Emergency relief for displaced people and residents
Many of the displaced are living in Diffa in serious distress. "All their belongings were looted or went up in flames along with their houses during the fighting," said Marc Fumeaux, an ICRC expert on economic security.
In Diffa, some people had to settle at the edge of the city in makeshift shelters made of canvas or straw. The lucky ones were taken in by host families that were already struggling to fend for themselves. "They urgently need food and essential supplies," said Mr Fumeaux, who is also concerned about the situation of residents playing host to the displaced.
To respond to the urgent needs of displaced people and relieve needy resident families, the ICRC and the Red Cross Society of Niger have just delivered food to more than 2,000 people (274 households of displaced people and 65 of residents) in Diffa. In addition, 203 households were given blankets, tarpaulins, mosquito nets, sleeping mats, clothing and kitchen utensils.

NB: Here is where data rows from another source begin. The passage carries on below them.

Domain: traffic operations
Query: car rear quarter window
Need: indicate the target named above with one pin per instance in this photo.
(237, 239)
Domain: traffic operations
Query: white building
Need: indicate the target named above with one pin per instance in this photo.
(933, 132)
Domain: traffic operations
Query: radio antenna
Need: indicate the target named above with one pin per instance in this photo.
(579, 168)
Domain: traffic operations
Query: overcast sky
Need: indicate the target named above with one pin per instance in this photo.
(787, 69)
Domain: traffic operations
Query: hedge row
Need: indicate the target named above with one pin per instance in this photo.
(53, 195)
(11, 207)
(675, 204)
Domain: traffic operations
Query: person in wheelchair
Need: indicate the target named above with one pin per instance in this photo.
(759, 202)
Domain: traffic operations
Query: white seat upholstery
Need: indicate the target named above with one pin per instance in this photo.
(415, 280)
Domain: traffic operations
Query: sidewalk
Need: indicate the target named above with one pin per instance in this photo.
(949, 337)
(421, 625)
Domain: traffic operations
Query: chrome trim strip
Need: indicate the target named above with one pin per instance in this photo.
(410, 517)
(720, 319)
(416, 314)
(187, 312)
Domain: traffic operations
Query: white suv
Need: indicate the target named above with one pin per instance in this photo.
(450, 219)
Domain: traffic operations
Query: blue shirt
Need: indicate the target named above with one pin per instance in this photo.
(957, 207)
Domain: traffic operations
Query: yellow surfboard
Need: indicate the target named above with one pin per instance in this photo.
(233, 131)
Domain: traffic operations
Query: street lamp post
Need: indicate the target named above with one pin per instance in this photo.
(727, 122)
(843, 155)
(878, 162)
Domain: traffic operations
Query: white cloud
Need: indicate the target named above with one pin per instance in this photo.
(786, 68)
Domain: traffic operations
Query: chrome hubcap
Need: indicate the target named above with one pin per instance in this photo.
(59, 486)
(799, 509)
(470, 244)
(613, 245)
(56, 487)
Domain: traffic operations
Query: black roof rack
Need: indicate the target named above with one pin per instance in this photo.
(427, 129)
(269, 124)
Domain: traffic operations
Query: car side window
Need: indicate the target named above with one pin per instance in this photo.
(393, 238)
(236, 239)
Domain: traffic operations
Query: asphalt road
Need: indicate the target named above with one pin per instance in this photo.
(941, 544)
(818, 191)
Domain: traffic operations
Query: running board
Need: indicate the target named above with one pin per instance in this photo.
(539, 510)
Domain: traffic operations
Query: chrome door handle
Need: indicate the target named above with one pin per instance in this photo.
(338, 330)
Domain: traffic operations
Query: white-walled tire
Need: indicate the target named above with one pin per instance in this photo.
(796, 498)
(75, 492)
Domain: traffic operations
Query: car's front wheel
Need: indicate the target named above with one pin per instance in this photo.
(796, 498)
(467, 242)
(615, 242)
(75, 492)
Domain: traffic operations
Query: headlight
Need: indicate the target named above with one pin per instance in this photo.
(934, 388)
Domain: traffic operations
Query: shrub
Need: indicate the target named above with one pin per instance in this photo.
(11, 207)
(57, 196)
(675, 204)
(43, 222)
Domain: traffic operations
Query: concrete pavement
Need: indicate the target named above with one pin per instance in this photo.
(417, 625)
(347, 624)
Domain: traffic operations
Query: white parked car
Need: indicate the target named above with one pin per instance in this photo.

Aid for displaced people on Lake Chad islands
Many displaced people have also taken refuge on islands in Lake Chad. The islands, which in normal times play host to seasonal fishermen and merchants, have seen their population increase tenfold with the massive influx of people uprooted by fighting. "There is very little drinking water or health care, and few sanitary facilities, available to the people displaced there and the residents. With rising water levels, reaching these remote islands is a real logistical challenge, and the lack of security is preventing many humanitarian organizations from going there," said Yssouf Koné, head of the ICRC sub-delegation in Diffa.

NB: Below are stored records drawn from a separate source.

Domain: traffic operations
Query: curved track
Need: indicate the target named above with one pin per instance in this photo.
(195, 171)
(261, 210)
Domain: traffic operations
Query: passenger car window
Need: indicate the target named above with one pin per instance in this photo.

Since May, the ICRC and the Red Cross Society of Niger have provided food aid for over 3,500 people on the islands of Koita Mota, Gadira, Karamga and Toumboun Boka. "Our staff are there right now, making new assessments," said Mr Koné.
Access to water and health care
In the town of N'gouba, 80 kilometres from Diffa, the ICRC has just upgraded a high-capacity borehole that will provide water for some 12,000 people in Bosso and Toumour as well as N'gouba. "In this area, access to water is a vitally important issue," said Tiémoko Ouattara, an ICRC water specialist. "Unless clean drinking water is available, people have no other choice but to drink pond water despite the serious risks to health." Since the onset of the crisis in May 2013, the ICRC has sunk 13 new handpump-equipped boreholes, built one new concrete well and upgraded nine other concrete wells with the aim of improving access to water for displaced people and residents in the Diffa, Bosso and Mainé Soroa departments. In addition, in Boulangou Yakou, about 12 kilometres from Diffa, it overhauled a small drinking water supply line equipped with two tap stands and a watering trough for animals.

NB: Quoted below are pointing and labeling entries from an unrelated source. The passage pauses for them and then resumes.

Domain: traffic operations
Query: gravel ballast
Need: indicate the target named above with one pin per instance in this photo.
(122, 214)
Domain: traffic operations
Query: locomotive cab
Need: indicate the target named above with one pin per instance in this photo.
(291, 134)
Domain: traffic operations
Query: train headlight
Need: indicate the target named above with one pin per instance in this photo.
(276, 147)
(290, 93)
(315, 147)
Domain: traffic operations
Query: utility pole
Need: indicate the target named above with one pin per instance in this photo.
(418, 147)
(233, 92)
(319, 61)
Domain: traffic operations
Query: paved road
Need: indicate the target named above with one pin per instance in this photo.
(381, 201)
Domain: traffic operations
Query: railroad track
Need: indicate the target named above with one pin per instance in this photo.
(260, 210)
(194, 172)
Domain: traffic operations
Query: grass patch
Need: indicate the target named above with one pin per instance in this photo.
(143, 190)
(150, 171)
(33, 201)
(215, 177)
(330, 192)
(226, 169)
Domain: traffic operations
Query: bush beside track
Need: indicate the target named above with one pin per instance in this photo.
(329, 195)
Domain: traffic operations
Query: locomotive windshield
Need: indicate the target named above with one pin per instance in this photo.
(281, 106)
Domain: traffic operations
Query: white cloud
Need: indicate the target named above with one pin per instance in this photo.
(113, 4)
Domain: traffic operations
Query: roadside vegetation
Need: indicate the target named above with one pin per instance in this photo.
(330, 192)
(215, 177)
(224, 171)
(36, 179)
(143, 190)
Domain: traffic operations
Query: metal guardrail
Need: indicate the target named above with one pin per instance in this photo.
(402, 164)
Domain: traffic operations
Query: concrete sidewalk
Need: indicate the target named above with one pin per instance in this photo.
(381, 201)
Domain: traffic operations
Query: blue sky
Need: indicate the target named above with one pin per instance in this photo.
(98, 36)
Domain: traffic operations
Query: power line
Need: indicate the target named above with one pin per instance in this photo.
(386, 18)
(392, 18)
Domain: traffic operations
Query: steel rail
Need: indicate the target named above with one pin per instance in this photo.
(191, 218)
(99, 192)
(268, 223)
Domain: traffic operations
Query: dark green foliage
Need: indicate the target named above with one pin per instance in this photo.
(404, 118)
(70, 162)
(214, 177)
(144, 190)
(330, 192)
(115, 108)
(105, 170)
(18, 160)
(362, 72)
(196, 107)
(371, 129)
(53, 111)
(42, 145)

For the fourth time, the ICRC donated medicines and medical supplies to the regional hospital in Diffa. In Bosso, where many displaced people have gathered, a partnership was set up between the ICRC and the town's general health-care centre. The ICRC recently delivered medicines and medical supplies to the centre for the first time. The aim is to give the health-care facility the means to better care for sick or injured displaced people or residents.
The ICRC is very concerned about the influx of displaced people into the Diffa area. "The possible deterioration of the security situation in the north-east of Nigeria is a concern, because the result could be that even more people will be driven to flee, towards Niger in particular," said Mr Petridis. "Together with other components of the International Red Cross and Red Crescent Movement, we are preparing to cope with an even more difficult humanitarian situation in the Diffa area."